João Rolo, por seu lado, só viria a saber quem Gilles era através do Facebook, muitos anos mais tarde. “Diziam-me que o gajo era etarra. A vida pessoal das pessoas não me interessava para nada, só a música”, afirma. A Paulo Abreu aconteceu o mesmo: só soube depois de Gilles Bertin se apresentar à justiça. “Sabíamos que havia qualquer coisa, mas eu não sabia a história que estava por trás”.
Anarquista, amigo, pai
A meio dos anos 90, Gilles Bertin recebe a notícia que mais temia: o teste ao VIH deu positivo. Ainda hoje, Cecilia insiste em sublinhar a gratidão ao Serviço Nacional de Saúde português, que acompanhou Gilles. “Tomaram conta dele de uma maneira inacreditável.

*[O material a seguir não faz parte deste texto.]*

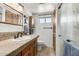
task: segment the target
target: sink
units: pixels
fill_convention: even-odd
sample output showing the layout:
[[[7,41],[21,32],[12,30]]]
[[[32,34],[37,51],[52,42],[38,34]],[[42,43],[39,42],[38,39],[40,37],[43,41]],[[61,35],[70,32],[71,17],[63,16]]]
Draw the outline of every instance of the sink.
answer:
[[[16,39],[12,39],[13,41],[24,41],[24,40],[31,40],[31,36],[23,36]]]

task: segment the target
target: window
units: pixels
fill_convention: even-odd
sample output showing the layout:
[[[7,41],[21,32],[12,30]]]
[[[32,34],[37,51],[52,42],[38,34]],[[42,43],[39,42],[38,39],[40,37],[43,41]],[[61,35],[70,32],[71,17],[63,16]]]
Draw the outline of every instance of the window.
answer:
[[[45,18],[40,18],[40,23],[45,23]]]
[[[40,17],[39,20],[40,20],[40,23],[51,23],[50,17]]]
[[[46,23],[51,23],[51,18],[50,17],[46,18]]]

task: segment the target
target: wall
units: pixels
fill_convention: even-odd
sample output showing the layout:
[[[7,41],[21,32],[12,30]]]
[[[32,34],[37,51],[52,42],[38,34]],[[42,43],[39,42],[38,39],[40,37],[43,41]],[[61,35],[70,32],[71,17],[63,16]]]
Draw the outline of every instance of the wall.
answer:
[[[62,5],[60,11],[58,11],[57,19],[57,55],[63,55],[64,40],[70,39],[79,42],[79,4]],[[59,37],[58,35],[62,35]]]
[[[5,10],[10,10],[11,12],[15,12],[14,10],[4,6],[0,3],[0,6],[3,8],[3,17],[2,21],[5,22]],[[15,12],[17,14],[17,12]],[[18,32],[22,32],[23,27],[18,25],[10,25],[0,23],[0,41],[13,38]]]

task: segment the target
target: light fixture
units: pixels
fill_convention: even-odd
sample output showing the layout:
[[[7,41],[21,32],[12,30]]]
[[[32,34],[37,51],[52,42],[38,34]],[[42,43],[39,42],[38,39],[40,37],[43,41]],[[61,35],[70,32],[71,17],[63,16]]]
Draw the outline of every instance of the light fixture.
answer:
[[[5,3],[19,12],[23,12],[23,7],[19,3]]]

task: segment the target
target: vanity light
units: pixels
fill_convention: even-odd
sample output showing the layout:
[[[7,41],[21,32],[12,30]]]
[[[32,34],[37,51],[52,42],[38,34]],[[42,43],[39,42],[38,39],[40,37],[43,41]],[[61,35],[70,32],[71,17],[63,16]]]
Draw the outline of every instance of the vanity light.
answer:
[[[19,12],[23,12],[23,7],[19,3],[5,3]]]

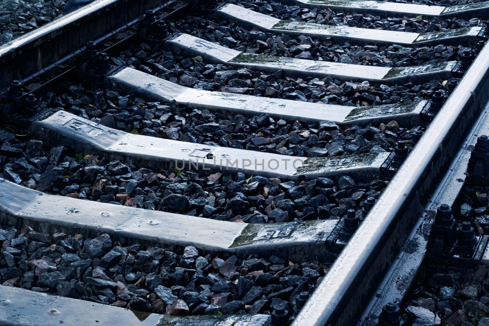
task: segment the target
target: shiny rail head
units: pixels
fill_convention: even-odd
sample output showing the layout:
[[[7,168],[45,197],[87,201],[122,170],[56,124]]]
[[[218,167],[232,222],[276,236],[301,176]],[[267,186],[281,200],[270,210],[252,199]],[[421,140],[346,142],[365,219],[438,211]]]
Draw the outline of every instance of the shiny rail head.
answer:
[[[441,32],[420,34],[381,29],[369,29],[349,26],[334,26],[304,22],[281,21],[240,6],[227,3],[219,8],[215,16],[225,18],[251,28],[275,33],[308,35],[322,39],[359,43],[387,43],[403,45],[437,44],[442,43],[475,43],[480,27],[464,27]]]

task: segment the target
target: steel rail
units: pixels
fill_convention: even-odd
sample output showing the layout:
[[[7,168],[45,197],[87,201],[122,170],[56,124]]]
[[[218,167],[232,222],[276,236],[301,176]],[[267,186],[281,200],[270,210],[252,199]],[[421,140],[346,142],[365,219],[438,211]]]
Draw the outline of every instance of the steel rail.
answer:
[[[384,190],[293,326],[352,325],[377,288],[489,98],[489,45]]]
[[[96,0],[0,46],[0,92],[51,67],[87,42],[133,23],[162,0]]]

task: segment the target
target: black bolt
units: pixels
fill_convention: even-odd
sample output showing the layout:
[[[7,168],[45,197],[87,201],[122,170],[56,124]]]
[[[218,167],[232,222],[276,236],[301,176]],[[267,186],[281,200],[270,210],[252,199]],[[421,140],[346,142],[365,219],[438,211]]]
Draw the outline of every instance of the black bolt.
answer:
[[[438,112],[443,105],[443,91],[439,89],[431,96],[431,109]]]
[[[96,47],[94,42],[89,41],[87,42],[87,45],[85,46],[85,52],[91,56],[95,55],[97,54]]]
[[[148,9],[144,14],[144,21],[147,22],[153,22],[155,21],[155,12],[151,9]]]
[[[363,202],[363,208],[362,209],[362,215],[363,217],[367,216],[367,214],[375,204],[375,198],[373,197],[367,197],[365,201]]]
[[[22,96],[22,93],[23,91],[23,87],[22,86],[22,83],[17,79],[12,81],[10,83],[10,89],[9,91],[16,97]]]
[[[421,136],[423,135],[423,131],[422,130],[417,130],[413,134],[413,138],[411,139],[411,146],[414,146],[416,143],[420,141]]]
[[[476,178],[474,181],[480,181],[480,177],[486,177],[489,173],[489,137],[487,135],[477,138],[468,160],[468,166],[471,176]]]
[[[478,137],[474,149],[484,153],[489,152],[489,136],[482,135]]]
[[[477,239],[470,222],[466,221],[462,223],[462,227],[459,229],[457,234],[457,239],[459,244],[463,246],[473,247],[475,244]]]
[[[462,64],[460,67],[466,70],[472,63],[472,53],[470,50],[466,50],[460,55],[460,61]]]
[[[105,52],[100,53],[98,58],[99,68],[100,70],[107,71],[111,68],[111,59]]]
[[[382,308],[378,316],[379,326],[399,326],[400,324],[400,309],[393,302],[389,302]]]
[[[400,140],[398,142],[397,146],[394,149],[394,158],[392,163],[396,167],[400,166],[407,157],[407,148],[406,147],[405,141]]]
[[[29,94],[25,99],[25,109],[28,111],[35,111],[37,110],[37,99],[33,94]]]
[[[295,298],[295,305],[297,306],[298,310],[300,310],[301,308],[304,306],[309,298],[309,292],[304,291],[299,294],[299,296]]]
[[[358,228],[359,219],[356,217],[356,213],[354,209],[347,211],[343,224],[343,229],[345,232],[353,233]]]
[[[283,308],[275,309],[272,312],[272,325],[283,326],[289,323],[289,314],[287,310]]]
[[[163,36],[166,34],[168,30],[168,25],[164,21],[159,21],[156,24],[156,33],[158,35]]]
[[[486,42],[483,40],[479,40],[475,44],[475,50],[477,52],[480,52],[482,48],[484,47]]]
[[[451,225],[453,222],[452,209],[446,204],[442,204],[436,211],[436,217],[435,222],[440,225],[446,226]]]
[[[448,91],[451,92],[453,91],[453,90],[455,89],[457,87],[457,80],[455,78],[450,78],[450,80],[447,83],[447,87],[448,88]]]
[[[433,238],[442,240],[444,249],[441,250],[450,248],[455,244],[457,236],[456,224],[452,209],[446,204],[442,204],[437,210],[431,233]]]

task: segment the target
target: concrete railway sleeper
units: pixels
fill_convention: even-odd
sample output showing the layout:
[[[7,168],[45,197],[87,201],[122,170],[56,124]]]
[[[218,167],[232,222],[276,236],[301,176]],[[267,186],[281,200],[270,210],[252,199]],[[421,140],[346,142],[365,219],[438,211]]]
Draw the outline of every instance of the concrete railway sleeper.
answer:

Salvaram-no”, diz. “Não morreu graças aos médicos portugueses.” A doença tirou-lhe o olho esquerdo, mas, já depois, no regresso a Barcelona, não o impediu de ter um filho com Cecilia.
Depois da mudança, Paulo Abreu e Britta mantiveram ligação ao casal. O fotógrafo e professor fala com carinho dos fins de semana que passaram juntos. “Fizemos algumas viagens à Barragem do Zêzere, porque tínhamos um amigo que tinha lá casa”, lembra, e descreve as conversas com Gilles, homem de grande bagagem cultural. “Ele tinha aquele ar de punk, mas falávamos tanto do negócio, como de política, de livros... Ele era antiestablishment, tinha uma desconfiança muito saudável, diria, das forças da ordem, da corrupção que às vezes pode haver desse lado.”
Em 2016, apesar dessa desconfiança, Gilles decide entregar-se - e com isso expõe ao mundo, e a muitos dos que o conheceram de perto, a identidade que escondera. Perguntámos a Cecilia se, depois de tantos anos em fuga, ele terá finalmente alcançado paz interior. “Só ele poderia responder a isso”, diz. Quanto ao interesse contínuo pela sua história, Cecilia aponta outra consequência. “Estou muito feliz pelo Loris, o seu filho mais velho, que esteve muito tempo sem pai e se reencontrou com ele. É uma pena que Gilles tenha morrido. Poderia ter continuado a compor, a escrever…”
Talvez tivesse somado novas páginas a “Trinta Anos a Monte”, tão intensas como as linhas em que explica a decisão de responder perante a justiça: “Acontecia-me muitas vezes pensar na morte, representá-la. Mas render-se, mesmo que tenhamos falado disso muitas vezes, continuava a ser do domínio do abstrato (…) Prefiro explicar aos meus filhos: ‘Eu fiz asneiras, mas vou pagá-las’, em vez de continuar a assumir um passado que já não se parece comigo.” Gilles Bertin: punk, anarquista, assaltante, fugitivo, comerciante, amigo culto, seropositivo, pai. Vários nomes para a mesma pessoa - como prova de que ninguém é uma só coisa. E como se, nessa fronteira pouco nítida, morasse uma ideia de liberdade.